Strabo distinctly applied the raising up of land, not merely of small tracts, but of continents also, by earthquake convulsions, to account for the perplexing phenomenon of beds of marine shells contained in the interior of hills far distant from the sea. Arabian philosophers of the 10th century are also cited who entertained similar views of the changes going on and their causes.-The Italian philosophers in the early part of the 10th century were the first to engage in systematic investigations concerning the true nature of fossil shells. Their abundance in the strata of the sub-Apennine range could not fail to arrest attention and excite inquiries, which were the more perplexing from the limited time allowed in popular belief to the past duration of the earth, and from the general persuasion that no great catastrophe except the Noachian deluge could have occurred to modify its surface. Various fanciful explanations were therefore adopted in the spirit of the scholastic disputations, and for three centuries argumentations were sustained with much spirit on the questions: first, whether fossil remains had ever belonged to living creatures; and secondly, admitting this, whether all the phenomena could not be explained by the deluge of Noah.

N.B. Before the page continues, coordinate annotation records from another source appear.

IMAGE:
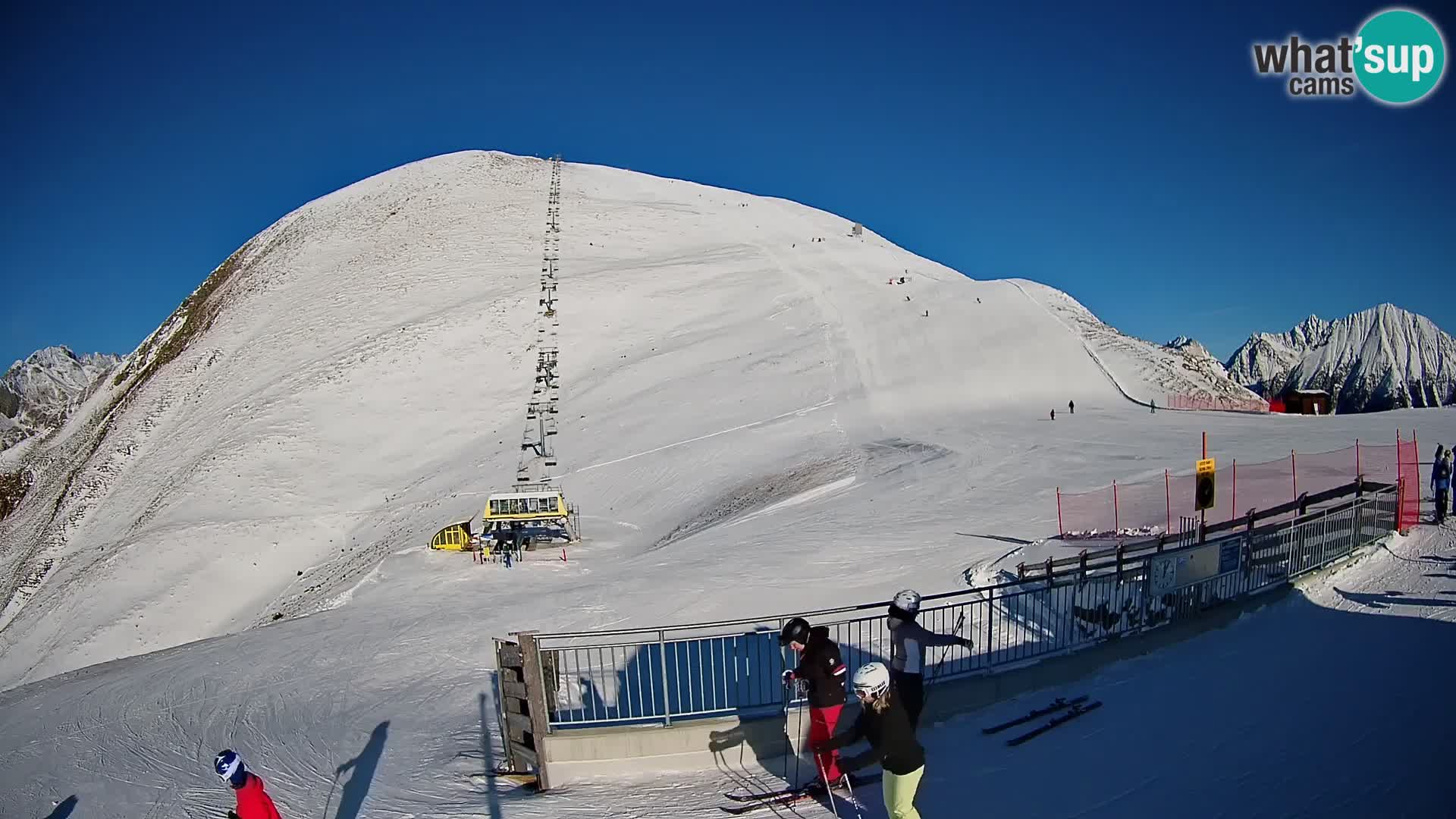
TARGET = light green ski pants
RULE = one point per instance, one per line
(900, 793)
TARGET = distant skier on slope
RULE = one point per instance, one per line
(884, 723)
(248, 787)
(908, 645)
(821, 670)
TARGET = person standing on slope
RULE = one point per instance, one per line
(821, 672)
(1440, 482)
(884, 723)
(908, 645)
(248, 787)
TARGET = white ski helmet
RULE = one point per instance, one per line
(908, 601)
(873, 678)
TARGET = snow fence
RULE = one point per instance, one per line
(1152, 506)
(670, 675)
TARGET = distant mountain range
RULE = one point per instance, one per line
(38, 394)
(1378, 359)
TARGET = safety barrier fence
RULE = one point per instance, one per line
(1150, 506)
(670, 673)
(1216, 403)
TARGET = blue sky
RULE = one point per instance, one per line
(1130, 158)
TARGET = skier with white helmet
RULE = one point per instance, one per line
(908, 645)
(253, 800)
(884, 723)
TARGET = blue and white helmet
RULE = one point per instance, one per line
(229, 765)
(908, 601)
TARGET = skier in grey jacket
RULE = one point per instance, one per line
(908, 645)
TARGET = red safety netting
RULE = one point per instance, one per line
(1155, 506)
(1216, 403)
(1410, 493)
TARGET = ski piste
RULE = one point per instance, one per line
(1056, 706)
(1074, 713)
(747, 803)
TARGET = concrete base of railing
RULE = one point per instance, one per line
(730, 744)
(691, 745)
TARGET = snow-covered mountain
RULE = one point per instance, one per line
(1378, 359)
(756, 417)
(331, 394)
(39, 392)
(1147, 372)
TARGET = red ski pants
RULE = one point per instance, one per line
(821, 727)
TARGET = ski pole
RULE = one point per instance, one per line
(941, 664)
(331, 793)
(829, 789)
(797, 738)
(788, 746)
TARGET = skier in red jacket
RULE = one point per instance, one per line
(253, 799)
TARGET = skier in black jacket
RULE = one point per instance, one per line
(821, 672)
(884, 723)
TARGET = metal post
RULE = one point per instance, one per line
(1117, 522)
(667, 707)
(1293, 472)
(1060, 528)
(536, 703)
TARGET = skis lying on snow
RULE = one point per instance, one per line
(1056, 706)
(750, 802)
(1072, 713)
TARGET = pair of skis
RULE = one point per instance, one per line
(1069, 710)
(752, 802)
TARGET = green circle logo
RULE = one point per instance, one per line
(1400, 55)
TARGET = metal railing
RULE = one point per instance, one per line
(658, 675)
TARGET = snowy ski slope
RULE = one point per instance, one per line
(364, 379)
(753, 422)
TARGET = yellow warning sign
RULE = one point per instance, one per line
(1204, 484)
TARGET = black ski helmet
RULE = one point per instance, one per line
(795, 632)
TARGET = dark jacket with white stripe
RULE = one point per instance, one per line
(821, 670)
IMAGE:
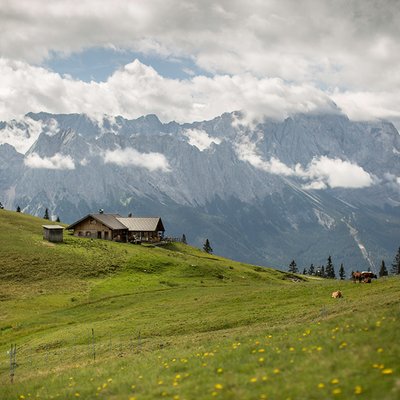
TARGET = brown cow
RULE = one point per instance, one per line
(337, 294)
(357, 276)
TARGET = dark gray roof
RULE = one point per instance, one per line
(52, 227)
(109, 220)
(142, 224)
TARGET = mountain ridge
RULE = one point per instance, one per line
(248, 189)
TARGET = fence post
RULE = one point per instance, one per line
(13, 355)
(93, 346)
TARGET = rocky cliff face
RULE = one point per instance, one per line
(301, 189)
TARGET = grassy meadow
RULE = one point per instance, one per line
(94, 319)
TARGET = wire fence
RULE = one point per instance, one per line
(25, 358)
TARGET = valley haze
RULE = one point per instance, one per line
(292, 155)
(302, 188)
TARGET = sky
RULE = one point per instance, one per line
(193, 60)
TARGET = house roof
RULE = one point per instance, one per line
(133, 224)
(142, 224)
(109, 220)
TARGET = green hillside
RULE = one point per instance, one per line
(103, 320)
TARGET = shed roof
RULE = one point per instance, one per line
(53, 227)
(109, 220)
(142, 224)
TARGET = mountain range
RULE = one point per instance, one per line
(304, 188)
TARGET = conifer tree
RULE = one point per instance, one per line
(342, 273)
(207, 247)
(383, 270)
(293, 267)
(396, 263)
(311, 270)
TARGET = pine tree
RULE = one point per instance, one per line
(383, 270)
(311, 270)
(396, 264)
(293, 267)
(207, 247)
(342, 273)
(330, 269)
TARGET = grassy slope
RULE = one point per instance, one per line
(168, 322)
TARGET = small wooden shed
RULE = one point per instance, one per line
(53, 233)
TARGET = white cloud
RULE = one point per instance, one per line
(131, 157)
(58, 161)
(337, 173)
(247, 151)
(137, 89)
(200, 139)
(339, 43)
(21, 134)
(349, 49)
(320, 173)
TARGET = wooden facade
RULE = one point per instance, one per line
(53, 233)
(114, 227)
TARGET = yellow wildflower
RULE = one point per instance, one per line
(387, 371)
(358, 389)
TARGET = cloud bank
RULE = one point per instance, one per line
(200, 139)
(321, 173)
(58, 161)
(269, 58)
(137, 89)
(131, 157)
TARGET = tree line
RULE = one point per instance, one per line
(328, 270)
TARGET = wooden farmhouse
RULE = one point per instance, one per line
(120, 229)
(53, 233)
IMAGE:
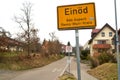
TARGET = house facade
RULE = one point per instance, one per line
(101, 40)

Among those distinguished for the soundness of their views in the commencement of this controversy are Leonardo da Vinci, the celebrated painter, who died in 1519, and Fracastoro, whose attention was engaged by the multitude of curious petrifactions which were brought to light in 1517 in the mountains of Verona, in quarrying materials for repairing the city, He exposed the absurdities of the theories which referred the petrifactions to a certain plastic force in nature that could fashion stones into organic forms, and showed the inadequacy of the traditional deluge to bring together the marine fossils that form solid strata of the earth.